Riding the Refinancing Wave

December 14, 2017

Michael Gambro comments on the CMBS market, single-asset/single-borrower (SASB) transactions and the risk retention rules.

Excerpts from "Riding the Refinancing Wave," Structured Credit Investor, December 14, 2017:

Michael Gambro, co-chair of Cadwalader's capital markets group, cites rising interest rates as the main driver behind the high volume of SASB deals this year. "The assumption is that rates will continue to increase, so many property owners are seeking to refinance while rates remain relatively low. At the same time, investor appetite for floating-rate product has jumped."

Moody's calculates that in the first nine months of 2017, 33 risk retention-compliant CMBS were issued, of which 13 had horizontal strip structures, 12 had vertical strips and eight had L-shape pieces. Gambro notes that the implementation of risk retention rules at end-2016 appears not to have created an issue for the CMBS industry. "We haven't seen as much L-shaped risk retention as I expected; rather, I've been surprised by how much vertical execution there has been," he observes. "Banks have the capability to hold vertical strips and can execute them in a way that minimises retention costs."
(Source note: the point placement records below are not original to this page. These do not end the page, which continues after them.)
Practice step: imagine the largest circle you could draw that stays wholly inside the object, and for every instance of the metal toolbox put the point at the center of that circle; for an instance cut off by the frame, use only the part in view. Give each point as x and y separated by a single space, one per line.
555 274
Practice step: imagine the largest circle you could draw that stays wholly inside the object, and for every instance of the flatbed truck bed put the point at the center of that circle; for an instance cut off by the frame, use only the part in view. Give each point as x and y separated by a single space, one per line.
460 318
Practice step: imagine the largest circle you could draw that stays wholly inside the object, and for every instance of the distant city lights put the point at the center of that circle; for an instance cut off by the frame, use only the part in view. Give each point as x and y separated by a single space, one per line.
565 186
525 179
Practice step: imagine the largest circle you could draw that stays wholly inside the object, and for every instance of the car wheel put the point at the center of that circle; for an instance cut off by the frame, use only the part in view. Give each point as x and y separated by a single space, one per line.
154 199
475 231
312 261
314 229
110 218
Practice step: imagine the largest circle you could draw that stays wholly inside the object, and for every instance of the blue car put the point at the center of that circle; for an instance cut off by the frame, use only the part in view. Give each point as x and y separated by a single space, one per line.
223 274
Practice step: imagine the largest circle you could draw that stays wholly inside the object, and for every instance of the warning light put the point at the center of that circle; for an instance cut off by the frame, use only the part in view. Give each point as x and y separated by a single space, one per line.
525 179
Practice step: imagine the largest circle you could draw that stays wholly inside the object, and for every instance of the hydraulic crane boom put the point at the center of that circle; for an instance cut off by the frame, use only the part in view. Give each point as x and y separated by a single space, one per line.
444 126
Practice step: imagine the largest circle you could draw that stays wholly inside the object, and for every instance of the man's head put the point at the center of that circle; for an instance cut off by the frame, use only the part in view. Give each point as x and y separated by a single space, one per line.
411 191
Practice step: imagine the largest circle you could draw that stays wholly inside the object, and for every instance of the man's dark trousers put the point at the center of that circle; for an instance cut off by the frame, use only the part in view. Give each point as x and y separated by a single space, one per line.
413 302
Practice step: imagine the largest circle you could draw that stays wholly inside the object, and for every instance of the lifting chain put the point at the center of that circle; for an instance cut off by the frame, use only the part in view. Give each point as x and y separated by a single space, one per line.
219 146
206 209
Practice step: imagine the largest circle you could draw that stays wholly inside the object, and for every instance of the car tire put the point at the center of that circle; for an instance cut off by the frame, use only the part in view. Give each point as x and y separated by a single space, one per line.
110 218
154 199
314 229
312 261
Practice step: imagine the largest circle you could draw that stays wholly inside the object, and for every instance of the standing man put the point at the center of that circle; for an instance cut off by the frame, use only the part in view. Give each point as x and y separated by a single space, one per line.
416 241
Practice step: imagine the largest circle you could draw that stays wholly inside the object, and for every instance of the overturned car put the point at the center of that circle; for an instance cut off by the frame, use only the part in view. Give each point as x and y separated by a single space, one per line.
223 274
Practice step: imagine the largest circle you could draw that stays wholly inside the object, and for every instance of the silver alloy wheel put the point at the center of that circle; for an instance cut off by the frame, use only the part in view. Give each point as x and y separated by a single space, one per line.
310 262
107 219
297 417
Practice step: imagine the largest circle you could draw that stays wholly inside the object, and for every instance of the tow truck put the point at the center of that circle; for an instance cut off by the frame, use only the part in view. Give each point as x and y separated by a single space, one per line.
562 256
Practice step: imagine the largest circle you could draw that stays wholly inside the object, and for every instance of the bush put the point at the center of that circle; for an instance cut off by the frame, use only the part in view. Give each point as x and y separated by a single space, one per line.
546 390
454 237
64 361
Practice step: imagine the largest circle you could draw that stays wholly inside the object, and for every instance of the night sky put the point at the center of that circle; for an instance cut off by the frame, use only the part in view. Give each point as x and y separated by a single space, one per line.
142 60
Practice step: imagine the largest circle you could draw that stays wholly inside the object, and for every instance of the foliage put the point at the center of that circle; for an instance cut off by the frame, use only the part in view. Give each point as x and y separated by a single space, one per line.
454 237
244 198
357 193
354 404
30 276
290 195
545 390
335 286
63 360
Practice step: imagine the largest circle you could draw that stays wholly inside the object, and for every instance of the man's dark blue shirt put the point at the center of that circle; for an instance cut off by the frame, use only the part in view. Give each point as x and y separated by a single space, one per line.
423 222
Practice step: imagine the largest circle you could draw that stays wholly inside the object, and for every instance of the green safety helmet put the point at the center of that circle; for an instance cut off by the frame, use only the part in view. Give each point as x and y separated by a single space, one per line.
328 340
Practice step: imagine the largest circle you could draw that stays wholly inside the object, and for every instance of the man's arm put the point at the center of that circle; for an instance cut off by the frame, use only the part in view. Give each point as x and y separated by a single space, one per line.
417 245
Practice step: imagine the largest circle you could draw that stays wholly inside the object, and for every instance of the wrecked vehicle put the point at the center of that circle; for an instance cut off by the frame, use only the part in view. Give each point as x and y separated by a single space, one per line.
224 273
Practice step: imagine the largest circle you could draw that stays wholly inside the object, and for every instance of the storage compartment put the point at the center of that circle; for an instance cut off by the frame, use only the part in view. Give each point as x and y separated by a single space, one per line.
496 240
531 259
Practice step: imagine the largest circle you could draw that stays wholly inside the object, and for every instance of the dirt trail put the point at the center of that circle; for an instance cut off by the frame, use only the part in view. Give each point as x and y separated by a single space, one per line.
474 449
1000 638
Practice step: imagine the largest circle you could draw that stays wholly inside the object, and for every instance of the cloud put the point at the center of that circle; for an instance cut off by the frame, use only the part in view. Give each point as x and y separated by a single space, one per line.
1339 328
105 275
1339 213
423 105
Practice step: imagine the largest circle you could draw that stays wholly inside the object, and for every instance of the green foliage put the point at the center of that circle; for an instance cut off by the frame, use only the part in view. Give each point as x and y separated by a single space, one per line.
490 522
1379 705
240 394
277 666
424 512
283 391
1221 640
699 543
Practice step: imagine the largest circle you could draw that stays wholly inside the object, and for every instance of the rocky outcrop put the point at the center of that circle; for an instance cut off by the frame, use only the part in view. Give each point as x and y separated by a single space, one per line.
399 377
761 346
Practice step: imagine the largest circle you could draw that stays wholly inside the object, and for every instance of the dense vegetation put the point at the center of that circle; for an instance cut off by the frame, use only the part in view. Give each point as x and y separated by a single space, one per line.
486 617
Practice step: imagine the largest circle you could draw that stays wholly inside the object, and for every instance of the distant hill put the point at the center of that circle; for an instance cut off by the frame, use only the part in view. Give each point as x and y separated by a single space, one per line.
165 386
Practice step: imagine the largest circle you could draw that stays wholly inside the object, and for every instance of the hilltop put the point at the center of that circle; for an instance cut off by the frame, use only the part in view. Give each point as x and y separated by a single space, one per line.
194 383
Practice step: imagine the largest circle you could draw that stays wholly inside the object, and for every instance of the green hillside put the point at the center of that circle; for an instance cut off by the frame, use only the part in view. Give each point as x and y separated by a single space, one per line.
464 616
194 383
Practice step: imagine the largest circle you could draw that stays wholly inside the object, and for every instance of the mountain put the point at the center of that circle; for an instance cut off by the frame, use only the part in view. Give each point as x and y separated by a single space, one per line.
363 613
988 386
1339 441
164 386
Regarding concerns that CMBS volumes would be constrained under the risk retention requirements by a limited B-piece buyer base, Gambro indicates that there is plenty of B-piece capital available. "The target yields for CMBS risk retention funds are lower than in the case of individual B-piece investments and a number of new investors have entered the space this year. Any fears about diminished B-piece activity were overblown." For the moment, he describes activity in the CMBS market as "all systems go" - although he concedes that if a higher interest rate environment emerges, it will likely impact appetite for CRE lending. "There is the potential for the sector to move sideways, but I don't expect activity to slow down next year at least. Relaxation of risk retention is also a possibility, due to the recent Treasury report recommendations [SCI passim]," Gambro suggests.